Comme face à la Mauritanie, nos joueurs n’ont pas lésiné sur l’effort. Mais encore une fois, ils ont eu un mal fou pour mettre le ballon dans les filets adverses. A la différence que la Côte d’Ivoire s’est avérée beaucoup plus forte.

En football, il ne suffit pas de vouloir pour pouvoir crier victoire. La victoire est avant tout une affaire de coaching, particulièrement quand on joue face à un adversaire de grand calibre. La Côte d’Ivoire est connue pour être une grande nation de football. Et même quand le football ivoirien n’est pas au meilleur de sa forme, sa sélection nationale a toujours su tirer son épingle de jeu.
Avant-hier soir, la sélection ivoirienne ne nous a pas écrasés. Bien au contraire, les débats étaient plutôt équilibrés, particulièrement en première mi-temps qui s’est terminée sur une parité vierge.

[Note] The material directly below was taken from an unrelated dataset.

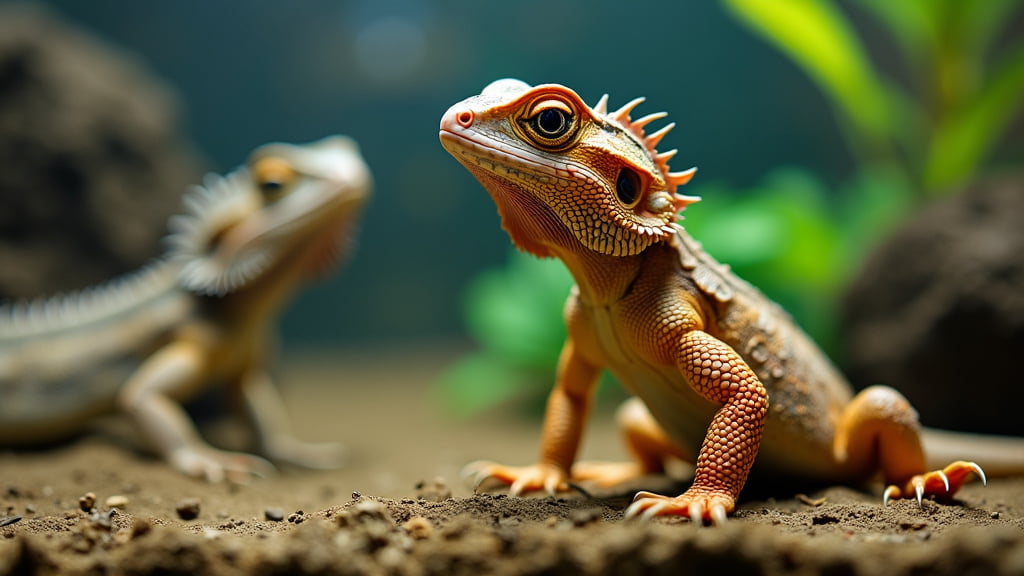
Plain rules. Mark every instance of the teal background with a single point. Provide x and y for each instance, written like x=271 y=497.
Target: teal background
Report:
x=384 y=72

Et c’est après la pause que les choses ont mal tourné pour notre onze national. La seconde mi-temps, celle des entraîneurs, comme aiment si bien le dire les spécialistes du football, a été favorable à notre adversaire qui a changé la donne dès la 47’, soient deux minutes à peine après la reprise des débats, grâce à l’ouverture du score par Roger Assalé.

Des choix et des hommes
Par définition, les joueurs convoqués en équipe nationale sont sélectionnés parce qu’ils sont les meilleurs en termes de régularité, de compétitivité et de la forme… du moment.
Face à la Côte d’Ivoire, Mondher Kebaier a titularisé dans les buts Moez Hassen, qui manque terriblement de compétition depuis sa blessure contractée lors du Mondial de Russie.
Or, tout le monde sait que, contrairement aux joueurs de champ, les entraînements ne suffisent pas pour qu’un gardien de but retrouve la forme requise. Seuls les matches joués permettent au gardien de but de retrouver ses repères. Or, ce travail doit être fait au niveau du club, mais pas au niveau de l’équipe nationale. Résultat des courses : deux buts encaissés et une défaite concédée.
Un autre joueur que le sélectionneur national a tenu à titulariser. Il s’agit de Youssef Msakni, qui peine, lui aussi, depuis plus d’un an à retrouver ses prouesses après sa méchante blessure et qui n’est pas parvenu à retrouver sa forme d’antan, malgré son passage en Belgique la saison dernière.
Le sélectionneur national peut aider son capitaine à retrouver progressivement sa forme en lui accordant un temps de jeu, mais non pas en le titularisant au détriment du jeu collectif, d’autant que Youssef Msakni a la fâcheuse habitude de jouer pour lui-même.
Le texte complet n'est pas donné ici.